Operations and management plan
An operations and management plan describes how the business functions daily — its logistics, organization, assigned tasks within the company, and capital and expense requirements. To further solidify her case for the general counsel position, Norris proposed the creation of formal legal processes.
“Because Cypress was a manufacturing company, we implemented written procedures (“specs”) to comply with ISO standards. It was a core company value that all employees ‘follow the spec or change it,’” Norris explains. “The legal department started to identify and document key processes within our function, and create formal written specifications.”
At the time, this groundbreaking plan bolstered the leadership’s confidence in her. “This seems rather intuitive now, because I think that documenting formal legal procedures is something that many companies do, but at the time it was not so common in technology companies in the valley and greatly appealed to the Cypress CEO and management.”
Of course, financial data is the backbone of any business plan, especially in the planning stage.
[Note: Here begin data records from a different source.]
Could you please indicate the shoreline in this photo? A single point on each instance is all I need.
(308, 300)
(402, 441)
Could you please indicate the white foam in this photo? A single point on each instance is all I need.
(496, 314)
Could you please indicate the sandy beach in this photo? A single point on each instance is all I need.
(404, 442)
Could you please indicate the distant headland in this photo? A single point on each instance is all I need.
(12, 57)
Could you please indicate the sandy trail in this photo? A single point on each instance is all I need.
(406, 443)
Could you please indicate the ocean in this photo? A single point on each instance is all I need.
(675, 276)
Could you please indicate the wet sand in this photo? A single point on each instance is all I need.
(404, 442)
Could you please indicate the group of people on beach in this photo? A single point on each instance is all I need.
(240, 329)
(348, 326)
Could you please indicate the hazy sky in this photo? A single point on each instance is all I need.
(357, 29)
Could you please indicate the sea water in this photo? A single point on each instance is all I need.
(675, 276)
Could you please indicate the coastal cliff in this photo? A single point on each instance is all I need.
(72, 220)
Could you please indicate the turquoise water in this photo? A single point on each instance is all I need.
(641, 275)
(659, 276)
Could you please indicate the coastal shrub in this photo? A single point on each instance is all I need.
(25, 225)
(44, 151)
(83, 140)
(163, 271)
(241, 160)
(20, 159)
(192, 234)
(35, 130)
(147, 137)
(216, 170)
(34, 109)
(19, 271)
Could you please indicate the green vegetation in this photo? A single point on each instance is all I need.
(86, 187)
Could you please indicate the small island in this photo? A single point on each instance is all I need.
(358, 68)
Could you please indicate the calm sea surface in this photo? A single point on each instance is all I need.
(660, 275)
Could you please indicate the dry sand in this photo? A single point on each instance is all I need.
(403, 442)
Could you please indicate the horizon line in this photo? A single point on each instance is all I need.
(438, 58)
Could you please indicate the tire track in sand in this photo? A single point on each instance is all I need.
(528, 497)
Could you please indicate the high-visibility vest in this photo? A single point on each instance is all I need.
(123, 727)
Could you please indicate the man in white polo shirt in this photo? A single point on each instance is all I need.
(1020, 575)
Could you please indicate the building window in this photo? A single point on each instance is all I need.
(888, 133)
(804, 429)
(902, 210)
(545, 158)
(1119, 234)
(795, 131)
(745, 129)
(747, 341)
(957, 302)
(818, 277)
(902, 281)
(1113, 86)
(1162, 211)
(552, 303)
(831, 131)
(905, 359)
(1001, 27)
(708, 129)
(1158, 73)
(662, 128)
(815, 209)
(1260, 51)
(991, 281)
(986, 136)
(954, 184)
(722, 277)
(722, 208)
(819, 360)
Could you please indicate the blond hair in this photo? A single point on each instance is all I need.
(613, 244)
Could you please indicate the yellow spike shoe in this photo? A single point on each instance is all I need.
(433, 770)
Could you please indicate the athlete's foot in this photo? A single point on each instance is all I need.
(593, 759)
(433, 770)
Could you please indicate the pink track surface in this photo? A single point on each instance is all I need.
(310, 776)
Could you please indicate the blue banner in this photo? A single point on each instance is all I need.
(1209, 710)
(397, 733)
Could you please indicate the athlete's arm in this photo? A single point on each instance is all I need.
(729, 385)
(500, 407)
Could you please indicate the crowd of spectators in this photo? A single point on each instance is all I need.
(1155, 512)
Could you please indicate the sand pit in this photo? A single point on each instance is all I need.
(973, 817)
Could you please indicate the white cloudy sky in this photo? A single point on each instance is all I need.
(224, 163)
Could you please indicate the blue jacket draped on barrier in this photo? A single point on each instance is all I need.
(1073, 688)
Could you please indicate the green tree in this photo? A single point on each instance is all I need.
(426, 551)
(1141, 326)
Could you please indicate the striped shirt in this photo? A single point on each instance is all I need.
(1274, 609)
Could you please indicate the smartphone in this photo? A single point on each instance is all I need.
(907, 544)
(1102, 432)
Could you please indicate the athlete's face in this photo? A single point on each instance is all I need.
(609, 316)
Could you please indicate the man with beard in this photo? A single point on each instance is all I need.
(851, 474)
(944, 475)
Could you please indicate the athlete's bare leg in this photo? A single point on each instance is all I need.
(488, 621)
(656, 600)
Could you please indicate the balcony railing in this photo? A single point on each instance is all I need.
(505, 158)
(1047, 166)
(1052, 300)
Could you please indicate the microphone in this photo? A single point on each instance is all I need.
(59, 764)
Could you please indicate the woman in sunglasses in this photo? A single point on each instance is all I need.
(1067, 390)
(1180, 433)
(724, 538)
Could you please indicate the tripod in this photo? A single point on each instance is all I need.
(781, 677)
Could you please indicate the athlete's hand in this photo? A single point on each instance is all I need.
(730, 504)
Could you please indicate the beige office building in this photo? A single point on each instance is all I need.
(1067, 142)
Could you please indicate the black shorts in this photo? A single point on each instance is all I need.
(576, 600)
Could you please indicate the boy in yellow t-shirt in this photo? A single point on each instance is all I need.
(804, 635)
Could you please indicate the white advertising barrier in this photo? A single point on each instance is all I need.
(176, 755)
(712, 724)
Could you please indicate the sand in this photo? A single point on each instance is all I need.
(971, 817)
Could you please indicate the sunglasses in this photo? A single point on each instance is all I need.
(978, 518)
Through her research and data analysis Norris successfully demonstrated to the Cypress CEO and management that she would be able to control Cypress’ spending and decrease the risk of non-compliance.
Norris’ business plan was a success. With the CEO’s approval, Norris was eventually promoted to vice president of Legal Affairs and appointed secretary of the board of directors. She hired two direct reports to oversee the company’s most critical areas, IP and corporate securities.
Norris observes, “Going through the exercise of writing a business plan proved to be very useful. Not only did I get a greater understanding of Cypress’ business and needs, but doing so also allowed me to be more effective in my roles with the company and the board of directors.” Norris’ success is a great example of how business plans can be used for more than just starting a business. Creating a business plan for your next big career move can help both you and your target company understand how you would be a valuable, impactful addition.
Going through the seven steps of developing a business plan can also help you evaluate and understand how the change will impact your own life. Take it from Laura Lee Norris — whether you’re starting a new business or trying to make a huge career move, a solid business plan is the answer.